Sur le plan international, TRUMP est représentatif de l’impérialisme américain. Nous devons continuer à nous expliquer sur les pays impérialistes, les guerres pour la domination, la concurrence inter-impérialiste, l’importance pour la paix de lutter contre l’impérialisme.

*Un camarade du Calvados souligne que l’impérialisme USA n’a pas attendu TRUMP pour développer sa politique d’agression. Les USA ont 180.000 soldats dans 140 pays. TRUMP confirme «  nous conserverons la capacité de nous déployer ». Les affrontements ne sont pas que dans l’histoire, les conflits sont certains… Nous devons effectivement montrer ce qu’est la politique impérialiste contre les peuples, les nations.

La jeunesse en France est la cible du capital et de ses représentants. Ils veulent la formater avec le service civique obligatoire (350.000 jeunes y seront chaque année) où l’on prêche l’union nationale, tous solidaires pour servir la France. Nous devons montrer la réalité, la situation de la jeunesse dont ils sacrifient l’avenir, où ils veulent l’entraîner, faire connaître nos propositions, l’appeler à la lutte anticapitaliste avec nous, pour un autre avenir.

*Un camarade de Paris explique que les nombreuses hausses de prix, transports, énergie, produits de 1ère nécessité, font baisser le pouvoir d’achat. La question des salaires, des retraites est essentielle dans la lutte contre le capital. Ils prennent des milliards sur les richesses créées par le travail. Si on ne lutte pas ils nous saignent. Nous devons appeler partout à s’attaquer au capital, au pouvoir qu’ils s’accaparent. En ce qui concerne la Poste, à Paris, nous avons obtenu que la CGT se positionne contre la suppression des bureaux, il y a eu des luttes ont à fait reculer la direction et obtenu des maintiens.

*Un camarade du Calvados. Les sondages confirment le mécontentement, le rejet de la politique actuelle, l’exigence de changement. Nous le vérifions dans les discussions avec les salariés dans les entreprises et sur les points de rencontre. Notre matériel répond bien aux questions posées et permet d’engager la discussion.
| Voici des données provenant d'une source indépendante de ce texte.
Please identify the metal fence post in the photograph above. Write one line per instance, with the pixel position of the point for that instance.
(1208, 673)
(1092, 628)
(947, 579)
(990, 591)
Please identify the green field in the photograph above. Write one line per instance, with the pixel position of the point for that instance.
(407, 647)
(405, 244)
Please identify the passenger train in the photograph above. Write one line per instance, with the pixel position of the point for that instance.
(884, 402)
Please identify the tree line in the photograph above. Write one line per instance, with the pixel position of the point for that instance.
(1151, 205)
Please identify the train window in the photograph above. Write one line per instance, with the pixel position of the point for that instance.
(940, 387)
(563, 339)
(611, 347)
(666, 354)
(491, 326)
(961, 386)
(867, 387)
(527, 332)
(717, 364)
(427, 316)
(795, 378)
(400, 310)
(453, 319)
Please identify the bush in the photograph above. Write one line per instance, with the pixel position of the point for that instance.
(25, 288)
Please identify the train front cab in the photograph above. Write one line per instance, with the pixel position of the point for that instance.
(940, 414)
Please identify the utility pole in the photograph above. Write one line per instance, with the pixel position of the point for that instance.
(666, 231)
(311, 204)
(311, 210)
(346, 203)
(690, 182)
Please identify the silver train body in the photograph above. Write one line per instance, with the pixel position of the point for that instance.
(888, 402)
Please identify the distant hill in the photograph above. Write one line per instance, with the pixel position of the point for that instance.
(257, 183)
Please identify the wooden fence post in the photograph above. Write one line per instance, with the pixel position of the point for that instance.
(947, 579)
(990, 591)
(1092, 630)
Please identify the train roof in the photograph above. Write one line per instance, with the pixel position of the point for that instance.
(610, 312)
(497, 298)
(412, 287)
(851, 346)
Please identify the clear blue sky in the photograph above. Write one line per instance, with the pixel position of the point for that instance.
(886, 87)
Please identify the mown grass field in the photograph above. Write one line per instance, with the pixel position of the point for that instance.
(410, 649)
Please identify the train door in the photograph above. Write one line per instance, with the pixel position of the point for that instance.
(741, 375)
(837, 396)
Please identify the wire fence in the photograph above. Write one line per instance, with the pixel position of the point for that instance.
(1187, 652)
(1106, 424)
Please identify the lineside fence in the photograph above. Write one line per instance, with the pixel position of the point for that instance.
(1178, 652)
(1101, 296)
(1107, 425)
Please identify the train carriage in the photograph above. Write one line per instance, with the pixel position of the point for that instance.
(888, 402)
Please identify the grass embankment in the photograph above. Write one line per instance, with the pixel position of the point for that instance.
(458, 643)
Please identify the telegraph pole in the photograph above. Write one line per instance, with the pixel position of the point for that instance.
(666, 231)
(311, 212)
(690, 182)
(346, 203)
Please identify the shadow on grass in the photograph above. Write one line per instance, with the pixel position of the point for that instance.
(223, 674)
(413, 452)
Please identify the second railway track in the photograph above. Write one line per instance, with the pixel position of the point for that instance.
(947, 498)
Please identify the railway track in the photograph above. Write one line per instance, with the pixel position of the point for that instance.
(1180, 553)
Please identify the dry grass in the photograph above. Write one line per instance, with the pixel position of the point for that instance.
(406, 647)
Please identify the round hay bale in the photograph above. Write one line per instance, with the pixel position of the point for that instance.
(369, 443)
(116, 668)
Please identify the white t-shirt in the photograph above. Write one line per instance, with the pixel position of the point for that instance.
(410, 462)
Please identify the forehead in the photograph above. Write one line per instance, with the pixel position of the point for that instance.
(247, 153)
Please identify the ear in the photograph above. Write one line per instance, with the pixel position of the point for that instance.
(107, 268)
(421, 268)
Nous avons fait une assemblée avec 18 participants, 1 camarade a donné son adhésion. Nous préparons des discussions avec des syndicalistes de 3 grandes entreprises. Le secrétaire de l’UL CGT de Caen doit passer en jugement, nous préparons un grand rassemblement pour le soutenir. Le 3 mars nous aurons une initiative publique avec Tonio Sanchez notre candidat à la Présidentielle. Nous préparons nos candidatures aux élections législatives et les initiatives de la campagne.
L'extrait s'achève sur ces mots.